Корабельников отвернулся и стал смотреть в окно — сам он не умел так пышно высказываться.
И Даша, удовлетворенная, поднялась из-за рояля.
— Я пойду, мальчики, переоденусь, — объявила она. — Всего пять минут.
Когда она вышла, Артур повернулся к Голованову и грубовато спросил:
— Ну как?.. Хлебнул? Понравилось?
— Да, спасибо тебе, — сказал Глеб. — Я знаешь, даже не ожидал, что вы все...
— Ладно, брось, — сказал Артур. — Вопрос не в этом. Что ты думаешь дальше делать?
— Ничего не думаю.
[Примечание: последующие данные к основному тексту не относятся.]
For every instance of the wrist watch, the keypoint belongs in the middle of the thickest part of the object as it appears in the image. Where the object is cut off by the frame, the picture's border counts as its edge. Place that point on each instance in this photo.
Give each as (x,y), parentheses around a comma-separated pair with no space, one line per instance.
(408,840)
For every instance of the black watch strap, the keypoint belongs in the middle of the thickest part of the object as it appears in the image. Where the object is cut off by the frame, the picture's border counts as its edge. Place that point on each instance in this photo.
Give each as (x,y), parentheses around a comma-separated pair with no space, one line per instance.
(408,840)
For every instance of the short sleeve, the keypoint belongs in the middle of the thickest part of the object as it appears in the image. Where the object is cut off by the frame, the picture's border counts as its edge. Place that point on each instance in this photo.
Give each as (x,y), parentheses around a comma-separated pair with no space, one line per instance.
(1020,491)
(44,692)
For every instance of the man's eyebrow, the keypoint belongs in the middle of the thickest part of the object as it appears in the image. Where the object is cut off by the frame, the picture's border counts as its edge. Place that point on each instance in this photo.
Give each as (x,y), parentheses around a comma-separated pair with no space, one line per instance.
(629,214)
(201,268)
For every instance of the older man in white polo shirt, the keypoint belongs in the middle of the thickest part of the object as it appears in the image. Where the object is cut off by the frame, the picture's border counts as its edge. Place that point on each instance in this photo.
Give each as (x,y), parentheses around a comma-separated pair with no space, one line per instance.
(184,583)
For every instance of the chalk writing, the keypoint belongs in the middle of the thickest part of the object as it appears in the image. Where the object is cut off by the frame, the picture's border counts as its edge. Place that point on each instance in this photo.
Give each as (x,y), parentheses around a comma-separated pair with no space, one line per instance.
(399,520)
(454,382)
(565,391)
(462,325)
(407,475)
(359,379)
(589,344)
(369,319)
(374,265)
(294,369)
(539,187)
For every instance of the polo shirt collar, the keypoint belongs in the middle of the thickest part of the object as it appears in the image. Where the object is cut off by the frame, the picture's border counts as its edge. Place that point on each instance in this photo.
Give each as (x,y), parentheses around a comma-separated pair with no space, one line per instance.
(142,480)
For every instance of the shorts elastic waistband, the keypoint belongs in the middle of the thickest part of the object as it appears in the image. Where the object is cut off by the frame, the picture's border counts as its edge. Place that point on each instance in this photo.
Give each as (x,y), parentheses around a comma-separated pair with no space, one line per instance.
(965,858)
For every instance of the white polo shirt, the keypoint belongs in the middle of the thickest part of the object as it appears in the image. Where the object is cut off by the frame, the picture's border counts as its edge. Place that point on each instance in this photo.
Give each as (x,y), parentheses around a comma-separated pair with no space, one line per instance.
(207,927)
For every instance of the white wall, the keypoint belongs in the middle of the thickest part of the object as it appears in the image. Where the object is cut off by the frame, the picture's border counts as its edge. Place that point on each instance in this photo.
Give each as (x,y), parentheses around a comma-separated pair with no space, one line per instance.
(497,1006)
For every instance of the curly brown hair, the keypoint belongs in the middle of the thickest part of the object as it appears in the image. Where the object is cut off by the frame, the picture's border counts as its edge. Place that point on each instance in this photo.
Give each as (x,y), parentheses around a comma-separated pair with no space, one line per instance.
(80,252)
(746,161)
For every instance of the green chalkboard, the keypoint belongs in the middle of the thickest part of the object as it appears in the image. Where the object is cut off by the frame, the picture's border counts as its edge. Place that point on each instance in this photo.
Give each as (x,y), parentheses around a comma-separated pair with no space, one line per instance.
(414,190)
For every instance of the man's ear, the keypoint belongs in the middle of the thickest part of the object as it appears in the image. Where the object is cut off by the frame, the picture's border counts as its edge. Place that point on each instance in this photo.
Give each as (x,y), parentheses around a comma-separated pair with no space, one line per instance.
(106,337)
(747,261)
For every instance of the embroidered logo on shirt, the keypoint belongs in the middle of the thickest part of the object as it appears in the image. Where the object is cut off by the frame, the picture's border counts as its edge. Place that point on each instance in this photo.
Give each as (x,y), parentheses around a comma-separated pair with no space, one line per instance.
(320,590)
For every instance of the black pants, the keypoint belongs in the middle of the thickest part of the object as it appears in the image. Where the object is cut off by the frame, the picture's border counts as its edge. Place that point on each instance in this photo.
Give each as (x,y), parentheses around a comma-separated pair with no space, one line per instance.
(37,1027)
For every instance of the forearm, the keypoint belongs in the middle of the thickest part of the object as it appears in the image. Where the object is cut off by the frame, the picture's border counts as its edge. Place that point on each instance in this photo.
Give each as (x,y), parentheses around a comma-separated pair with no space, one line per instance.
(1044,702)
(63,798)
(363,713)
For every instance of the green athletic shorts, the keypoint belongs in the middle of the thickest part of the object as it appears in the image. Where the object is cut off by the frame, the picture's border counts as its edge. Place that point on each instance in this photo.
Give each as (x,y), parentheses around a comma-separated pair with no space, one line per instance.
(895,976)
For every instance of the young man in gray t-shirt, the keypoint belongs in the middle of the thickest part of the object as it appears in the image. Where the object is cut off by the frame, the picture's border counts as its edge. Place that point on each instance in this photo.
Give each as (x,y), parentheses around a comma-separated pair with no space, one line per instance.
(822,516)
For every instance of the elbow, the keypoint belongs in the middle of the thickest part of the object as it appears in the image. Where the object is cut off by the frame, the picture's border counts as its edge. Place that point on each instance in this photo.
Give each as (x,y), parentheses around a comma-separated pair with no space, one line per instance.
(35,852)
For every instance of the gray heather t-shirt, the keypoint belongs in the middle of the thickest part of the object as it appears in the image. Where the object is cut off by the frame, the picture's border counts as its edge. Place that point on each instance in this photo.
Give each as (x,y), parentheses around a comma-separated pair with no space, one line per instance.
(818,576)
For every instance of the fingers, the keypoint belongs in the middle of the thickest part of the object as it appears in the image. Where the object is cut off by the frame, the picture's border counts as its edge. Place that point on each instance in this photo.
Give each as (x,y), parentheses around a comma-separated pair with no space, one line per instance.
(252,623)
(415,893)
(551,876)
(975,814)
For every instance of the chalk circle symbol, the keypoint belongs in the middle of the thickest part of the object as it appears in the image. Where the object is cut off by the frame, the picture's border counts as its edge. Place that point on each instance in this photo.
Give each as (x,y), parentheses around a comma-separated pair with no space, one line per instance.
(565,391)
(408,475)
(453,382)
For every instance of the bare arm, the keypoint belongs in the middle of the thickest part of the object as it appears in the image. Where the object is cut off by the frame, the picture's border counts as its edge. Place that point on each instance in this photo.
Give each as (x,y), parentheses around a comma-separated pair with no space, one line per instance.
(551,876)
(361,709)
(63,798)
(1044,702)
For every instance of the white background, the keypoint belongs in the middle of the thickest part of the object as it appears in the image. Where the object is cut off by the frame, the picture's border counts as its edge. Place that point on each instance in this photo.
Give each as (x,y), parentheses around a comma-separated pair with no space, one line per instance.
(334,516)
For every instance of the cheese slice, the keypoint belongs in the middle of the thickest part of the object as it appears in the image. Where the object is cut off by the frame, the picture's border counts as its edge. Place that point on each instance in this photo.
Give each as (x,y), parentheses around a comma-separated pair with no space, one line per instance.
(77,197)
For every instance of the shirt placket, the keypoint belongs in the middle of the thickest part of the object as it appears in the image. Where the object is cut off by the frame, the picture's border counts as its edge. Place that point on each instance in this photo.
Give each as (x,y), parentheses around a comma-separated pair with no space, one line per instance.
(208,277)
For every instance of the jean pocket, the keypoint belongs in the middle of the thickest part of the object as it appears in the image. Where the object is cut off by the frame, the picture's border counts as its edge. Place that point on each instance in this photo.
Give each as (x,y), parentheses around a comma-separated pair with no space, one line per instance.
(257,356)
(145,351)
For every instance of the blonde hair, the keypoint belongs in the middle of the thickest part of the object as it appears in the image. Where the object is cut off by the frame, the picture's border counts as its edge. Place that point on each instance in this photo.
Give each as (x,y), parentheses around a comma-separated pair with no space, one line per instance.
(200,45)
То же, что и раньше, наверно...
— То есть ничего не делать! — перебил Артур. — Силен, ничего не возразишь...
Глеб миролюбиво промолчал и потянулся за книжкой, лежавшей на рояле, — это оказался томик Шекспира.
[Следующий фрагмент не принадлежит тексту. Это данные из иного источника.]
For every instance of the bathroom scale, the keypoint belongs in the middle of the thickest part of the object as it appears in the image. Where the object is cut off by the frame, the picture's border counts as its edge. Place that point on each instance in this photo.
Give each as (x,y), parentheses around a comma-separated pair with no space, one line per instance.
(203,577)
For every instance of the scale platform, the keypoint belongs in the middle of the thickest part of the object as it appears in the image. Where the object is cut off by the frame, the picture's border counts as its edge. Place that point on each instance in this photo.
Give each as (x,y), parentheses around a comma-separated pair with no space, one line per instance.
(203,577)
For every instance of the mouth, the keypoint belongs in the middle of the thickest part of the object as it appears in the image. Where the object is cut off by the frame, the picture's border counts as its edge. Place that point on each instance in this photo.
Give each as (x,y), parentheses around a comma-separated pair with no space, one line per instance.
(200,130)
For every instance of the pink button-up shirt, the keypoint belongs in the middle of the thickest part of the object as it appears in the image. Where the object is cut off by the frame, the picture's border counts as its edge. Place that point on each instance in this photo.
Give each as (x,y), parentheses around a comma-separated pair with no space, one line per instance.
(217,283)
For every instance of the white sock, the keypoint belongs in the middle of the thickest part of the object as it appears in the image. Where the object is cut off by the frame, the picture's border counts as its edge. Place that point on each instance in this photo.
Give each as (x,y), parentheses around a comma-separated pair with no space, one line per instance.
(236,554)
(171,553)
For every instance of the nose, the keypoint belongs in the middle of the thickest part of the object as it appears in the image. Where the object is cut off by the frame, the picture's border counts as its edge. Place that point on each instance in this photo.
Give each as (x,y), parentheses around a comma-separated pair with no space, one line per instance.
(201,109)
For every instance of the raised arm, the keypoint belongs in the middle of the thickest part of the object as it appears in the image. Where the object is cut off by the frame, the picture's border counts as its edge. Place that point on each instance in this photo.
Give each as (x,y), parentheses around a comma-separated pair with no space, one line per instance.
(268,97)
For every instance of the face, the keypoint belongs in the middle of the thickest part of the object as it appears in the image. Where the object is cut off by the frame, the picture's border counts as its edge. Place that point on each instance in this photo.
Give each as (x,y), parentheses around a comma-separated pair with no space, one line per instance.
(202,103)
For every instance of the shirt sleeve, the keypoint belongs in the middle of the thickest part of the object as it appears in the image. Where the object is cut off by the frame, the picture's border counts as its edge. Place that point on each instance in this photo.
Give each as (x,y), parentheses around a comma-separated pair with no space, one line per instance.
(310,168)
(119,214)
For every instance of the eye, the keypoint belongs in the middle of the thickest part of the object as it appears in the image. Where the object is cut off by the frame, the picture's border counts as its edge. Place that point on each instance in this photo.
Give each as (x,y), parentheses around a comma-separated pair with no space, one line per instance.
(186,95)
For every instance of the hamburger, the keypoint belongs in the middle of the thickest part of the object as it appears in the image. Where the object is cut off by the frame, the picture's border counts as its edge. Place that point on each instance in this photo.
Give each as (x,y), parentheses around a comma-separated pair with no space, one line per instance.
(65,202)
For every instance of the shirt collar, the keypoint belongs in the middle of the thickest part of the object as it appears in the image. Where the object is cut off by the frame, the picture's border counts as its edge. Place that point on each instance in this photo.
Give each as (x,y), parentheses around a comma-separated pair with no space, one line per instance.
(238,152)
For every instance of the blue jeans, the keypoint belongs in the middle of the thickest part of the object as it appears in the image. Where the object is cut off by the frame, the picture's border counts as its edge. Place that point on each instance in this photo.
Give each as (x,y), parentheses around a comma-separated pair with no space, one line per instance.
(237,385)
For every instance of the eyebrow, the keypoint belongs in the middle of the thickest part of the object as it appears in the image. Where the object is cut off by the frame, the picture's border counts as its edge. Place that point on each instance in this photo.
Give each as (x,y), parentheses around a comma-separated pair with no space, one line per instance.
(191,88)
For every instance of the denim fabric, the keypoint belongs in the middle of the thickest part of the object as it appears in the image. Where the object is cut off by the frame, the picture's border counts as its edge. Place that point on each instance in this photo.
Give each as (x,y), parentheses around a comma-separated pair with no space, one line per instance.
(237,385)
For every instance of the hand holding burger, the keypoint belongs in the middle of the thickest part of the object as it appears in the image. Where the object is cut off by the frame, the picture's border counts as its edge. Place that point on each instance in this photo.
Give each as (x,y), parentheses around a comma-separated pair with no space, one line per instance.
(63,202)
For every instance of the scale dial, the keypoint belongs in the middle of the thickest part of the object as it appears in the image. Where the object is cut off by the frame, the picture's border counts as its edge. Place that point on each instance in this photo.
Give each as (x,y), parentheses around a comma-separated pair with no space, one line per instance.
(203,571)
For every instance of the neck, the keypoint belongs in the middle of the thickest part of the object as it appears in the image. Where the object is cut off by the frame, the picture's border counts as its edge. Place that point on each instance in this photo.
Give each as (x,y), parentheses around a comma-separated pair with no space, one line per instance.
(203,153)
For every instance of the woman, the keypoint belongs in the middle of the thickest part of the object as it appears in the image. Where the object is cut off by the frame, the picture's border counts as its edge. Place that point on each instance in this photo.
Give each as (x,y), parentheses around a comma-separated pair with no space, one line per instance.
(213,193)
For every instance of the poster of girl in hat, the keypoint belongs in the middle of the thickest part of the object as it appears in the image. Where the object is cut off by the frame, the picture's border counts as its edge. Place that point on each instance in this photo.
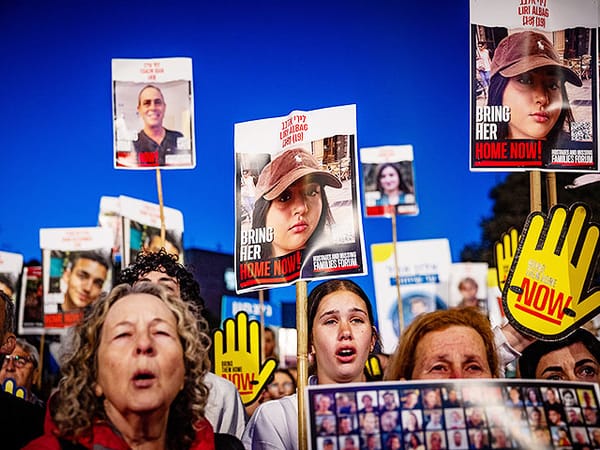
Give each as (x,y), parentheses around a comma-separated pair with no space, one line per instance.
(534,97)
(298,213)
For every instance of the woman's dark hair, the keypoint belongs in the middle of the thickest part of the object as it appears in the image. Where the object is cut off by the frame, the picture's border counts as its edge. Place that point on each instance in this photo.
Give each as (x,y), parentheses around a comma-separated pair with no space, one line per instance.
(261,208)
(326,288)
(498,84)
(531,356)
(402,185)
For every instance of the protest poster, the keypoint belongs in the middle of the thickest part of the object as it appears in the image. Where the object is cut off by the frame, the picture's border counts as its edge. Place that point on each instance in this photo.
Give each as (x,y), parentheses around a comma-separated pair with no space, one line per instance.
(31,302)
(76,270)
(142,227)
(468,285)
(153,113)
(534,97)
(109,217)
(11,266)
(424,273)
(454,415)
(298,213)
(388,180)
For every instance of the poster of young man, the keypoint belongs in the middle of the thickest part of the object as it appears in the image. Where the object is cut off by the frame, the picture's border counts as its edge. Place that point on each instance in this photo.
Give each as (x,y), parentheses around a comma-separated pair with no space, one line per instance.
(482,416)
(11,266)
(31,302)
(76,270)
(423,271)
(297,198)
(153,113)
(534,96)
(388,176)
(141,229)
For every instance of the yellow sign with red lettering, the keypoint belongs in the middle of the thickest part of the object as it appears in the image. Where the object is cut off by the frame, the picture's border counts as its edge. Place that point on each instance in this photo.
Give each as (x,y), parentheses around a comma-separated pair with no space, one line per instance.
(238,356)
(548,292)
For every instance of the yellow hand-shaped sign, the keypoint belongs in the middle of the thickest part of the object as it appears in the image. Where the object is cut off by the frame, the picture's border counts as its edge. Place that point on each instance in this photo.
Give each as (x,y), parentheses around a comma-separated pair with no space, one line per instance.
(505,252)
(547,292)
(10,387)
(238,356)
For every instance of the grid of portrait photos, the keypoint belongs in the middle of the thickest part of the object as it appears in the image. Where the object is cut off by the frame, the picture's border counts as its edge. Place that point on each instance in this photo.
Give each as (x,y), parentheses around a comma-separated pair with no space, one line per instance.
(474,414)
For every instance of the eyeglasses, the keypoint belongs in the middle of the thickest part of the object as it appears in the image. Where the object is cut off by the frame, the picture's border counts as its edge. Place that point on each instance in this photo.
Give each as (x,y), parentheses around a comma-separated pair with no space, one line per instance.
(288,386)
(19,361)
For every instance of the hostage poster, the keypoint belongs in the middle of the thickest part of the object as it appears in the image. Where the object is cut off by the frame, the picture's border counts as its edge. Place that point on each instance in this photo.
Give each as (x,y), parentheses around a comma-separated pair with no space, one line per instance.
(423,271)
(153,113)
(534,92)
(389,184)
(298,213)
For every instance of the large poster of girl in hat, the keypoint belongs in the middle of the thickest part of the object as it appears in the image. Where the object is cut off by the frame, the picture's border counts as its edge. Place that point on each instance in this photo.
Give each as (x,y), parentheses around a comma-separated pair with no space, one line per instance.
(534,97)
(297,198)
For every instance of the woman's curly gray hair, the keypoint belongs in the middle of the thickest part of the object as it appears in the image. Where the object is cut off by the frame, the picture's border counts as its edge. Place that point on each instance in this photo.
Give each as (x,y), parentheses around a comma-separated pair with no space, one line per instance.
(75,407)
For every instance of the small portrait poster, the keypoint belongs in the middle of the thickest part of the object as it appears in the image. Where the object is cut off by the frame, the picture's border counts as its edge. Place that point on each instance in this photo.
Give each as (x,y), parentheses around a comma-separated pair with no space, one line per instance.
(423,273)
(534,94)
(11,266)
(468,285)
(153,113)
(388,177)
(298,213)
(142,229)
(76,271)
(482,416)
(31,302)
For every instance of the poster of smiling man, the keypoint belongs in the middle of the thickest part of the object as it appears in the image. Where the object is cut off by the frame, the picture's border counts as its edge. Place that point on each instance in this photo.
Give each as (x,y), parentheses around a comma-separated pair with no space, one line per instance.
(153,113)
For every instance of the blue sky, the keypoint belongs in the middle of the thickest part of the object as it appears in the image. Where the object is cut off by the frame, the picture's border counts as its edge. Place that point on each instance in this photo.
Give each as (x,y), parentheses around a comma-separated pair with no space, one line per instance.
(404,64)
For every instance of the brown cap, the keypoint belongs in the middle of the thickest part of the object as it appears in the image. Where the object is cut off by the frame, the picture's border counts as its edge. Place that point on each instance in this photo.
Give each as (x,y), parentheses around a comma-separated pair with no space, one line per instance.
(528,50)
(288,167)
— Если хочешь знать мое мнение, — вновь заговорил Артур, — тебе лучше уехать — не навсегда, конечно...
— Да, может быть, ты прав, не знаю... Я еще не думал... Не знаю, — чистосердечно ответил Глеб; он не сомневался в искреннем расположении Корабельникова. — Надо будет подумать.
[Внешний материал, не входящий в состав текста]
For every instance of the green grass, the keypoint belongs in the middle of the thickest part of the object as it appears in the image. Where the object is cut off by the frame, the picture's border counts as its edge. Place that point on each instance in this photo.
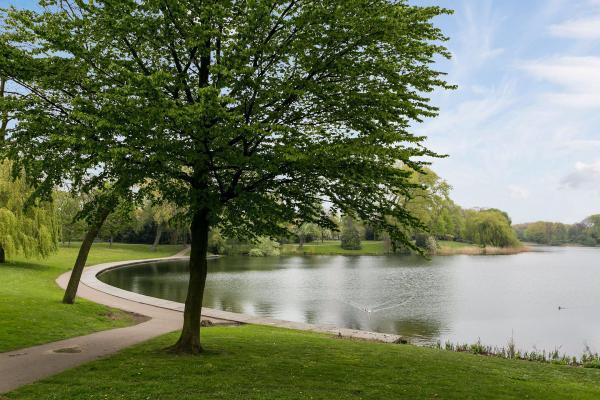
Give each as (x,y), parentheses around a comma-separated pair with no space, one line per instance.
(252,362)
(333,247)
(454,245)
(31,311)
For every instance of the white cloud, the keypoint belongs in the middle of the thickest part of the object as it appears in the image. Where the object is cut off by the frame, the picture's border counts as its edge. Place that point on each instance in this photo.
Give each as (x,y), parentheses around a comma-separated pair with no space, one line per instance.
(584,176)
(518,192)
(579,78)
(581,28)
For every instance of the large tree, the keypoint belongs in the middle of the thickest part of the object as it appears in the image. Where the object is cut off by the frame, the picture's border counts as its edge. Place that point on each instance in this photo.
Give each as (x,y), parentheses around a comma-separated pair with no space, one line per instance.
(247,114)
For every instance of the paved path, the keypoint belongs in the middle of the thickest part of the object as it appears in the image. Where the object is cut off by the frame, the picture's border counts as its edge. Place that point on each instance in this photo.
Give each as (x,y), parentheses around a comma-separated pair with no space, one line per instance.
(21,367)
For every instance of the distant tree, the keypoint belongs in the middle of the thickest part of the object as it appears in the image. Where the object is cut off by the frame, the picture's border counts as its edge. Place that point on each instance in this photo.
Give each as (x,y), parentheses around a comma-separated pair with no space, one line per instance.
(246,114)
(265,247)
(119,220)
(490,228)
(306,231)
(26,228)
(68,209)
(350,235)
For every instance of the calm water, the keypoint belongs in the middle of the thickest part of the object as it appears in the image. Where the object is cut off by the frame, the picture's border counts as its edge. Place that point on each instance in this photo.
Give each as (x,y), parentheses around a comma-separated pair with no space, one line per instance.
(457,298)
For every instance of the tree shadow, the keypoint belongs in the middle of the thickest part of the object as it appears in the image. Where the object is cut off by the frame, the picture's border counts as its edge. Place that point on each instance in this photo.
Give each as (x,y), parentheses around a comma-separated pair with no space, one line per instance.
(26,265)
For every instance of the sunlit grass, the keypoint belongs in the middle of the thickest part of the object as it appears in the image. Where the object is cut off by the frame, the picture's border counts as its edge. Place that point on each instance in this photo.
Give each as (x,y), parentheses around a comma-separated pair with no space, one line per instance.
(31,311)
(253,362)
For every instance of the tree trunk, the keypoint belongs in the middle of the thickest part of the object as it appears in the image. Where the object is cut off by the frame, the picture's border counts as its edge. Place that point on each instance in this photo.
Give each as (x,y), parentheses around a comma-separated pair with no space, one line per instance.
(4,116)
(84,250)
(189,341)
(159,229)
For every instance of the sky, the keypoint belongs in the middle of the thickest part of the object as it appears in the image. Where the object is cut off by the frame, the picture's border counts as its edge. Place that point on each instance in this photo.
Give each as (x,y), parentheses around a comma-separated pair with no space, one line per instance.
(522,132)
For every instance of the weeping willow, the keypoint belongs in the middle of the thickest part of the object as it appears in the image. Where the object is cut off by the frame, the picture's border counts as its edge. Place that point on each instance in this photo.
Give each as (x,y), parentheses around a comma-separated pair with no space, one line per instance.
(34,231)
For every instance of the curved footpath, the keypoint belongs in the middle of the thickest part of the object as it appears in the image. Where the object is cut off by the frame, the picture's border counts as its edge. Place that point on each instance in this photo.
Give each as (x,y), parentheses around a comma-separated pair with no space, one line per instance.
(25,366)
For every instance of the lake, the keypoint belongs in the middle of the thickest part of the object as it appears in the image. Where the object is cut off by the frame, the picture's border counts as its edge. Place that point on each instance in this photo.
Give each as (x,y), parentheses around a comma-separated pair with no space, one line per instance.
(457,298)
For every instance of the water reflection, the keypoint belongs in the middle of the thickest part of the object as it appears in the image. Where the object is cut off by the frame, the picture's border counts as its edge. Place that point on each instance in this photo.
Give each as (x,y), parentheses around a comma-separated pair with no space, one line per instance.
(459,298)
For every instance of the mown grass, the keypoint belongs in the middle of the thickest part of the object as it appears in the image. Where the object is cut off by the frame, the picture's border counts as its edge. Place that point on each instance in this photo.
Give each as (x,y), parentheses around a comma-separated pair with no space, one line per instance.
(31,311)
(252,362)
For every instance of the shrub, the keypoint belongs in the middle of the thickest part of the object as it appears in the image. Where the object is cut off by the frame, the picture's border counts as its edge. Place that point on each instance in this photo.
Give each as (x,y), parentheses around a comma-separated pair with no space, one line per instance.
(265,247)
(350,236)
Открыв книгу, он стал ее листать...
Даша и в самом деле скоро возвратилась, и на ней был теперь чудесный белый крупной вязки свитер и синяя в складочку юбка, оставлявшая открытыми круглые с ямочками колени. Корабельников, увидев ее, встал, точно его подняло со стула, его розовое лицо доброго молодца сделалось испуганным. И Даша невольно смутилась — было уже просто неловко производить столь сильное впечатление.
— Вечером может быть прохладно, — попыталась оправдаться она. — Ты что читаешь, Глеб? А... Это я «Гамлета» смотрела в кино и потом взяла перечитать. Я всегда так делаю... Ты смотрел «Гамлета», Глеб? Поправилось тебе?
Он оживился и отложил книгу.
— Мне? Нет, совсем не понравилось. — Он помотал головой. — Какой же это Гамлет?! Это такой изнеженный меланхолик, а не Гамлет.
— Ну что ты! — сказала Даша.
— Постановка довольно богатая, — сказал Артур и с надеждой взглянул на нее.
— Да, наверно, но безвкусная, очень уж все там красиво... Да нет, ребята! И совсем это не средние века, не замок Эльсинор, похожий на тюрьму.
— Тебе, конечно, виднее, — сказал Корабельников.
И Глеб засмеялся — ему было слишком хорошо сейчас, чтобы он мог заподозрить Артура в неприязни к себе.